Tuesday, July 18, 2006

Heterogeneity & Homogeneity in Great Britain



Opening a discussion on Asian communities and others of different backgrounds living in Britain is recalling a mixture for of past and present. It a mixture of nostalgia for the home country and a reflection on having a balanced lifestyle in which background and integration don’t cause identity crisis.

Having communities from different nationalities and cultural backgrounds living in the UK is a reminder of the days in which UK was the biggest empire in the 19th and the first half of the 20th centuries. Regardless of the colonial period which must have had some controversial aspects, it was beneficial for UK and its colonies to come into contact. Britain enriched itself culturally and economically from these colonies. The British were exposed to different lifestyles, with which they were influenced and which must have influenced by modernising if not civilizing these colonies. A striking example is the famous police hat, whose shape originated from Indian traditional turban. Summer carnival is another example of Britain’s cultural heterogeneity.

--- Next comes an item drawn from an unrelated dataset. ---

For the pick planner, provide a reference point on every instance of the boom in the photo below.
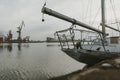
(48, 11)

The British left many of their colonies. But in those colonies they left their legacy. Their “colonies” accompanied them through immigrants. Now there are mainly Asians and African immigrants living in it.

Now we can see the overseas parts of the British Empire severed from it, as they have disintegrated in independent states, but they are still keeping a link with Britain through the Commonwealth. There is also a miniature of the British Empire is in the UK through the Mosaic of immigrant communities from these former colonies.